Ein paar Meter weiter erwartet mich Alt-Marzahn. Das kleine „Schaudorf“ von Marzahn. Ich fühle mich wie in einem großen Freiluftmuseum und halte Ausschau nach der Eintrittskasse. Viel Kunst und Kultur gibt es hier, Schnittlauch zu kaufen und Bücher zur freien Entnahme. Jedes Blümchen hat hier seinen festen Platz und wenn die Eiskugel mal runter fällt, kann man sie ohne weiteres wieder aufheben, so sauber sieht der Boden hier aus.

Die Sonne brennt auf meine Haut und mir ist heiß – eine kurze Abkühlung ist angesagt und ich besuche das Landhaus Marzahner Krug. Um diese Zeit sind noch keine Gäste da, ich bekomme mein Soda-Zitrone und darf mich etwas umsehen. Mit viel Liebe zum Detail wurde dieses Landhaus eingerichtet und bietet wirklich eine urige Atmosphäre und zum Essen gibts hier deftige Hausmannskost.

 Hinter dem Marzahner Krug befindet sich auf einem kleinen Hügel die Marzahner Bockwindmühle. Sie ist die Rekonstruktion der Mühle vom Jahr 1815. Auf dem Hügel wird gerade frisches Heu geerntet und Schafe, Ponys, Esel und Lamas grasen um die Wette.

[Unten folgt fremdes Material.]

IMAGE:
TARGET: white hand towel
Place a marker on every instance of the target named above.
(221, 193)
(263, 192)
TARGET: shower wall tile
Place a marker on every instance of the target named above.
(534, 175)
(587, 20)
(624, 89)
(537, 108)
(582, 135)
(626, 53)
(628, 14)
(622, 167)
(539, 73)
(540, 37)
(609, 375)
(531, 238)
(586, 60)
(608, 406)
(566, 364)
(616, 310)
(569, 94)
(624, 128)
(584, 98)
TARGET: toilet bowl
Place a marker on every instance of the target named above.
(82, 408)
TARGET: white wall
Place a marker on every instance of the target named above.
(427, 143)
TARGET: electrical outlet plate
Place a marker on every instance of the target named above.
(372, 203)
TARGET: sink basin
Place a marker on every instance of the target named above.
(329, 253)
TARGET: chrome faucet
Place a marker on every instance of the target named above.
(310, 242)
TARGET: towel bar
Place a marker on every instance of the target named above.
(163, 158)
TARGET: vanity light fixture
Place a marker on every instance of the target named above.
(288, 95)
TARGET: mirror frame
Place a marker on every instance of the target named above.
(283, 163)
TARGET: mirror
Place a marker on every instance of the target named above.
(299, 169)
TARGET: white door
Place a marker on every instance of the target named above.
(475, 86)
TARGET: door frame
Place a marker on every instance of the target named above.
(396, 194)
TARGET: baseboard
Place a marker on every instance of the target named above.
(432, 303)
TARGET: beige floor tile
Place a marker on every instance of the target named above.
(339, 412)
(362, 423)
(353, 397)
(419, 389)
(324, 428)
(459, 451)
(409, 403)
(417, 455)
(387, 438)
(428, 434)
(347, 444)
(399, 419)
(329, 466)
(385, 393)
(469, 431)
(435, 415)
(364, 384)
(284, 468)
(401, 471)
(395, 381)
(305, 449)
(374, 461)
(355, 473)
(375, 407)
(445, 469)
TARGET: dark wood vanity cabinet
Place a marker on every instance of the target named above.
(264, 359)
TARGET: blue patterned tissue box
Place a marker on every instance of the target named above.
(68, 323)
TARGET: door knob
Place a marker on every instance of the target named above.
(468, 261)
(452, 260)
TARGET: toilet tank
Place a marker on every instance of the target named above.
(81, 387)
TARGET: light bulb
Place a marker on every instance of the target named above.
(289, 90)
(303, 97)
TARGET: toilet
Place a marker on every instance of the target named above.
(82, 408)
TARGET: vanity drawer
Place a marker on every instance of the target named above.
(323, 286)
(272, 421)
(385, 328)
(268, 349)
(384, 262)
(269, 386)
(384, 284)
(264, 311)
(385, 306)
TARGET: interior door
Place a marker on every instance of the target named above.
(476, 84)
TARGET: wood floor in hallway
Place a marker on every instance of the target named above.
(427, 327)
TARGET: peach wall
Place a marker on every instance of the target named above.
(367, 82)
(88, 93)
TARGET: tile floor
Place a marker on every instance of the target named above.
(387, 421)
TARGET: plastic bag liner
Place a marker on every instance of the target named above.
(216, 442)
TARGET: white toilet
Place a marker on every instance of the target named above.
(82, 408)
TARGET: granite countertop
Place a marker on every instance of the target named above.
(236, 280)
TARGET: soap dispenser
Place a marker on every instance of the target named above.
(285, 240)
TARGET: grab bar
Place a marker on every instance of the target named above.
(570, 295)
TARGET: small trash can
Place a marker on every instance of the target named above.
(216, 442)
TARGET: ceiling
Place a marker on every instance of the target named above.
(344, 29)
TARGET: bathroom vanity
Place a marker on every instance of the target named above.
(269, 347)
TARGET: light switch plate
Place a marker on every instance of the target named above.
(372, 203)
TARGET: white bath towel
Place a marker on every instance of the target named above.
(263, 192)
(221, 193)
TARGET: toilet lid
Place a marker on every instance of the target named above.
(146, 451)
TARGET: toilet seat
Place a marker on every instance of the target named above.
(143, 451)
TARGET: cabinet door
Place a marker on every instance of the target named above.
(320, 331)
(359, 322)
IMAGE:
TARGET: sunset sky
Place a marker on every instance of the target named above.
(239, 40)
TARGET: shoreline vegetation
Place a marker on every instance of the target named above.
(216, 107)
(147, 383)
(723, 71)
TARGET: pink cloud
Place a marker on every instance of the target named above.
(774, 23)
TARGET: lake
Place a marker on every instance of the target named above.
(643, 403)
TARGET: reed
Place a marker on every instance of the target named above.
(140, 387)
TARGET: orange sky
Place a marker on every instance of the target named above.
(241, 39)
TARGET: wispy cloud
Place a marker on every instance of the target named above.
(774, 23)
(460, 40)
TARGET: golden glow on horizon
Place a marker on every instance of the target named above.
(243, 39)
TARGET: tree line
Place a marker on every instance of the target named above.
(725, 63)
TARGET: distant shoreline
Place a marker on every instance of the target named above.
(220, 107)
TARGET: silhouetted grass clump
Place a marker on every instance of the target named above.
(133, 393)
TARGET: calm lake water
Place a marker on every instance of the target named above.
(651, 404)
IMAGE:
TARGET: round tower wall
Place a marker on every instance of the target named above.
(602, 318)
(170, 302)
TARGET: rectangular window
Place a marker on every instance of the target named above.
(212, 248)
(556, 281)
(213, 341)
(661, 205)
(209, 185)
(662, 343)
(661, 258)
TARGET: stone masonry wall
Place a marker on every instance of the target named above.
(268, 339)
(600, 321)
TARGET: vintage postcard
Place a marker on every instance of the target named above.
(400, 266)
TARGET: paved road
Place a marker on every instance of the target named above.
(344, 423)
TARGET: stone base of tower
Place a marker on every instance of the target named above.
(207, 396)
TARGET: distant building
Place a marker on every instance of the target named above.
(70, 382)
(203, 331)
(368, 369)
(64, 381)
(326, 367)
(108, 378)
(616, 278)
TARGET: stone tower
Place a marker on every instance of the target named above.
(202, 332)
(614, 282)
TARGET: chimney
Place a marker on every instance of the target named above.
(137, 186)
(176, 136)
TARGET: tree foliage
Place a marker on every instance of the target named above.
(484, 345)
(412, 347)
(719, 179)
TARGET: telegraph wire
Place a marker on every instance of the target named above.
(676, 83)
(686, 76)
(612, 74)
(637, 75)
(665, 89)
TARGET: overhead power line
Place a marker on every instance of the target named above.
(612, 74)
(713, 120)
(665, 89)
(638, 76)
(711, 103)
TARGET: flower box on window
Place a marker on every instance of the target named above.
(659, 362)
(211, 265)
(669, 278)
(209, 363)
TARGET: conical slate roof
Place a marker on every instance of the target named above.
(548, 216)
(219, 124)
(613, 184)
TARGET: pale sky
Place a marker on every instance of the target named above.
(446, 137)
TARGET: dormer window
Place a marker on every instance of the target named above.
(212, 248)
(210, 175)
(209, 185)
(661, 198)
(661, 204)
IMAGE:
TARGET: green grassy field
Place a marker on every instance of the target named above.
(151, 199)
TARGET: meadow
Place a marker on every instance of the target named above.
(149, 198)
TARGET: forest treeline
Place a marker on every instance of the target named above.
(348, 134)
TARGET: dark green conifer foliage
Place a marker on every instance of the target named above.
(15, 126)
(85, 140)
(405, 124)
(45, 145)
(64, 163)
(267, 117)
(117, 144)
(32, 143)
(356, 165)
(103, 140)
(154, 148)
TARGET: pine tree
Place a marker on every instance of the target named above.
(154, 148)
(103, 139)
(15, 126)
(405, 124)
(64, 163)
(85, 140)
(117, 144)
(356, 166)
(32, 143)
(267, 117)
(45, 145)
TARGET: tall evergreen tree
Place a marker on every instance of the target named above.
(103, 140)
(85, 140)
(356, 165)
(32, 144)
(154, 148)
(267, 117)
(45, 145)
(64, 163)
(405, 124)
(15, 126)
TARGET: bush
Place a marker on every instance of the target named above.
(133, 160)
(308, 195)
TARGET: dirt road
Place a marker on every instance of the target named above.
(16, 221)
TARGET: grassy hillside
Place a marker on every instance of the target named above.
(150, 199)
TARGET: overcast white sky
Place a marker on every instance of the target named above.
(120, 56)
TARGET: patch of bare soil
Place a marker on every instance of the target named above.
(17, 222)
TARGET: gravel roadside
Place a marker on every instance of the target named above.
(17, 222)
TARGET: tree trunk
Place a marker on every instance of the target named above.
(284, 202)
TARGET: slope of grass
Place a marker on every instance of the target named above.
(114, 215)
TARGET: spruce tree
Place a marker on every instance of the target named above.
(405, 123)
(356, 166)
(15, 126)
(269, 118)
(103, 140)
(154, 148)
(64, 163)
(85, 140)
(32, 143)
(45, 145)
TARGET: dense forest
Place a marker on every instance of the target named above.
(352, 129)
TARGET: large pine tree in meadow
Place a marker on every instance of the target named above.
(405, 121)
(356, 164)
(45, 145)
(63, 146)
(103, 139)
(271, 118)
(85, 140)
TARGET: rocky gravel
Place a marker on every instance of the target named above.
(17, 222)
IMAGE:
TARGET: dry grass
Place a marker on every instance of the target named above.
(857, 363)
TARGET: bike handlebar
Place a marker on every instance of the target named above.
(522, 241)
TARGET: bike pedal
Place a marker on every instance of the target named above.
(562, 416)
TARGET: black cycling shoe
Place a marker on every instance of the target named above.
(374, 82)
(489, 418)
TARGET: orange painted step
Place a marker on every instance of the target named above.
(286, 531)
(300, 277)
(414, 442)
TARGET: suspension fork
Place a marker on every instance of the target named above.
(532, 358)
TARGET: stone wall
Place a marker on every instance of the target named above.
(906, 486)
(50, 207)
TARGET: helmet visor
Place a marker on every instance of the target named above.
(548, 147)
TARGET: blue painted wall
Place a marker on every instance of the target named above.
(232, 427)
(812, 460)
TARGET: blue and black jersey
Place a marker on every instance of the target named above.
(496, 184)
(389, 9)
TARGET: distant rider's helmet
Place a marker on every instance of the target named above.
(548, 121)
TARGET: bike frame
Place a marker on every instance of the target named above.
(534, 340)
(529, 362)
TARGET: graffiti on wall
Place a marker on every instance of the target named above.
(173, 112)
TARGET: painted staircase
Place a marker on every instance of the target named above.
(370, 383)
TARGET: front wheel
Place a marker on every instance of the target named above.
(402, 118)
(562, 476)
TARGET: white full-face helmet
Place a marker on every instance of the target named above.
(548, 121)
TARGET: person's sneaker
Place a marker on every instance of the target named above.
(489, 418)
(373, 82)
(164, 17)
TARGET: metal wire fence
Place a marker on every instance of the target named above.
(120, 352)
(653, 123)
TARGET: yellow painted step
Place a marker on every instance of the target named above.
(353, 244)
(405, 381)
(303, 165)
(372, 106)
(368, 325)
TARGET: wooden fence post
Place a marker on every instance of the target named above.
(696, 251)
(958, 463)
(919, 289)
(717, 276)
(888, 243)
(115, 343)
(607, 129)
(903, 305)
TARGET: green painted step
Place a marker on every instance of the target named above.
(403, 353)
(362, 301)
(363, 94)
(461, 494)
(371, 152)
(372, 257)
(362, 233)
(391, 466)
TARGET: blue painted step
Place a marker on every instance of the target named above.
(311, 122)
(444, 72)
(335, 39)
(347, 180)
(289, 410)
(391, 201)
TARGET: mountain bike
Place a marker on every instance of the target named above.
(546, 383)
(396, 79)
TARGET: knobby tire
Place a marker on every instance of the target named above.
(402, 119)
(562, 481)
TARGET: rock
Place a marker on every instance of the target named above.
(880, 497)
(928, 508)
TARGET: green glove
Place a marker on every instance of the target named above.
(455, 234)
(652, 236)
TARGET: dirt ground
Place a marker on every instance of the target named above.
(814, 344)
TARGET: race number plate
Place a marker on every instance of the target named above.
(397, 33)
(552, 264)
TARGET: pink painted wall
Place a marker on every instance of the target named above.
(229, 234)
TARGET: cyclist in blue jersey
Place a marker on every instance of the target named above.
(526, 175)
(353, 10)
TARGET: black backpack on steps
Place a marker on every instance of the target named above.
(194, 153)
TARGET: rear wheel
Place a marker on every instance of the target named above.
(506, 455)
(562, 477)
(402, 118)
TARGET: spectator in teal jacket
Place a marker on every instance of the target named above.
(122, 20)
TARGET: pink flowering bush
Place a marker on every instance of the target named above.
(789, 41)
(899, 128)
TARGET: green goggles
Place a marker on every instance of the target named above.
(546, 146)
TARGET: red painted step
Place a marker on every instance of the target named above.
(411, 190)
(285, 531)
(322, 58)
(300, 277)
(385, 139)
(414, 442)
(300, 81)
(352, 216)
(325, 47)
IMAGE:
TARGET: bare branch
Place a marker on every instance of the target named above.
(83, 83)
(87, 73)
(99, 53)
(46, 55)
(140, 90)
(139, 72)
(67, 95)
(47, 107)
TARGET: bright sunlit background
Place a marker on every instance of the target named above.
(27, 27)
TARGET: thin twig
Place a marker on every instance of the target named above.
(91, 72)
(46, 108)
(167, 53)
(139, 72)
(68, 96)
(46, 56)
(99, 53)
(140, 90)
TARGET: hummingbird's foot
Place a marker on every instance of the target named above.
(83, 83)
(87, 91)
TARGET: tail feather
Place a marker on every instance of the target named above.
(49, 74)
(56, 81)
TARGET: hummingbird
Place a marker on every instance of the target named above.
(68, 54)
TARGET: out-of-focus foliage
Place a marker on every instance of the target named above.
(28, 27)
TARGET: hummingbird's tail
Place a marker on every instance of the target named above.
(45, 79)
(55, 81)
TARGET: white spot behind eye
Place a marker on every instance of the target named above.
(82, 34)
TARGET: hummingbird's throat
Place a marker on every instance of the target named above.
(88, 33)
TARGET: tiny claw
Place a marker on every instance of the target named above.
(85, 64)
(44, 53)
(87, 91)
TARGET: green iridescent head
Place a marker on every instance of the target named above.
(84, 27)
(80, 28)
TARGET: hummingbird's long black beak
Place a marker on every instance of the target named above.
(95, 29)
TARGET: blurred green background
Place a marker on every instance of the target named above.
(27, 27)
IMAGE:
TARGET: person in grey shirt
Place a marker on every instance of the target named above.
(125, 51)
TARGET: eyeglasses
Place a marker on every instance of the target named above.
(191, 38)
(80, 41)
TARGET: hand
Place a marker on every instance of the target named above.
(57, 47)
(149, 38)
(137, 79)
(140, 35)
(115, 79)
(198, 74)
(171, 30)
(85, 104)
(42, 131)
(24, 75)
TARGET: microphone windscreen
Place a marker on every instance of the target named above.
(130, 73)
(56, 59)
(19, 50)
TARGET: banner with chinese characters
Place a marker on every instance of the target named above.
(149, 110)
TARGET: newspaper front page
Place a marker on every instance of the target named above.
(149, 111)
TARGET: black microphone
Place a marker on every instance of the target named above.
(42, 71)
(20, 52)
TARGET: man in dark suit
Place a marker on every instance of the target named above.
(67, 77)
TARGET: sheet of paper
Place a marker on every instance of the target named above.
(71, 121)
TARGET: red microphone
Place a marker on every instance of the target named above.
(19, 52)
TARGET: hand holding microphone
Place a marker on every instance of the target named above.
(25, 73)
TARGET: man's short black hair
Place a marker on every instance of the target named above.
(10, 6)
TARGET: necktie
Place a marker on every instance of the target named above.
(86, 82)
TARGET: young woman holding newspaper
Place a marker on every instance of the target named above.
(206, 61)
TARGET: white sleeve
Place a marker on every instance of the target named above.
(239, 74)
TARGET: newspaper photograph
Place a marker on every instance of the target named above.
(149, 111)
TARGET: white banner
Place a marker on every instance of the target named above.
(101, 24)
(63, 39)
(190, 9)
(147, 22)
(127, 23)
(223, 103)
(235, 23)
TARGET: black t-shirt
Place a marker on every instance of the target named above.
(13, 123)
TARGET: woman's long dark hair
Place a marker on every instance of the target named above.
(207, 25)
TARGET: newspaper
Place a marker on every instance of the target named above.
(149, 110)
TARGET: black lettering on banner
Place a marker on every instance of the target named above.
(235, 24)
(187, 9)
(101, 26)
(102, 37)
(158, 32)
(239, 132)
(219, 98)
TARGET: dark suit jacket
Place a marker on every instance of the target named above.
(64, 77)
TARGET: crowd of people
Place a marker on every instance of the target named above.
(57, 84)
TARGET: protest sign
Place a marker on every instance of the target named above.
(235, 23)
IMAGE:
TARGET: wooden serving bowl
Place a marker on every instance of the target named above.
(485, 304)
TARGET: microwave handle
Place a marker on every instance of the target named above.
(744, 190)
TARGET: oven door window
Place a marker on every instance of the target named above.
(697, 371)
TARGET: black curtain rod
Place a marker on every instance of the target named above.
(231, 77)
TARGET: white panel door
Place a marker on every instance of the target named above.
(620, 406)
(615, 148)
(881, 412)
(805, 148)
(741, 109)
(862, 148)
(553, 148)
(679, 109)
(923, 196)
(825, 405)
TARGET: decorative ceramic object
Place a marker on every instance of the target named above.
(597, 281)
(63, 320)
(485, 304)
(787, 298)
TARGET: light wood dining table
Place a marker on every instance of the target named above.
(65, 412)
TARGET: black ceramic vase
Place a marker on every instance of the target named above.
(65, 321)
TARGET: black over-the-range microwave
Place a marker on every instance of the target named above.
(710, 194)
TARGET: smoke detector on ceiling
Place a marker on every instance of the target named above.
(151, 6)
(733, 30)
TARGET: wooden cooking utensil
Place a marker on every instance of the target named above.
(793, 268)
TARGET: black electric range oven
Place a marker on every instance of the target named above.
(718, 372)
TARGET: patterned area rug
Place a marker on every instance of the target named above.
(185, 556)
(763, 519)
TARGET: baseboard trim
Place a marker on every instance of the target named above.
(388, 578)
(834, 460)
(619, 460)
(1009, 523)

Bin ich hier wirklich noch in Berlin?

Nach soviel Landluft will ich nur noch eins – hoch hinaus. Die Österreicherin in mir kann ich nicht verbergen, wenn es um Berge geht. Also auf gehts zu den Ahrensfelder Berge!

Dass Marzahn an der Grenze zu Brandenburg liegt, merke ich immer dann, wenn ich mehr als 10 Minuten auf die Straßenbahn warten muss. Aber Geduld will belohnt werden! Von der Haltestelle Alt-Marzahn fährt die Tram 18 direkt zum „Einstieg“ zum Ahrensfelder Berg – Haltestelle Betriebshof Marzahn. Danach einfach den Schildern folgen.

Es gibt einen geschotterten Weg hinauf oder einen über Stock und Stein und mitten ins Gebüsch. Letzeres hab natürlich ich gewählt und wurde schon fast zum Umkehren gebracht, als mir die Brennnesseln zu Kopfe stiegen.
 Der „Aufstieg“ dauert nicht lange, 15 Minuten, wenn man schnell läuft, gemütlich höchstens eine halbe Stunde. Und es lohnt sich wirklich. Die Aussicht ist einfach fantastisch und die Ruhe und Stille unbezahlbar.
Die Nähe zu Brandenburg wird hier oben erst so richtig bemerkbar und greifbar.
 

Wie es so ist auf einem Berg, trifft man auch immer wieder neue Leute. Und so führe ich mit Jürgen ein wundervolles Gespräch über Gott und die Welt. Jürgen kommt aus Ulm, ist aber schon seit Ewigkeiten in Berlin. Irgendwann hergekommen und nie mehr weggezogen. Gelernter Erzieher ist, hat jetzt aber eine Umschulung zum Pfleger gemacht und arbeitet in einem betreutem Wohnheim für Demenzkranke. „Ich hab gelernt, mich über kleinste Kleinigkeiten zu freuen, zum Beispiel, wenn mich der Bewohner, wenn ich mal 5 Minuten aus dem Zimmer war, danach immer noch kennt“, sagt er schmunzelnd.

Marzahn hat mich in vielerlei Hinsicht überrascht und beglückt. Tolle Menschen, viel Natur und soviel Platz für jeden einzelnen. Ich hab zwar jetzt nur das Zentrum und die Berge gesehen, aber mehr geht sich in zwei Stunden auch einfach nicht aus, dafür ist Marzahn einfach viel zu groß. Aber eines steht fest: Ich werde ganz sicherlich mal für einen Sonnenaufgang auf die Ahrensfelder Berge kommen, die sollen nämlich spektakulär sein, verriet mir Jürgen.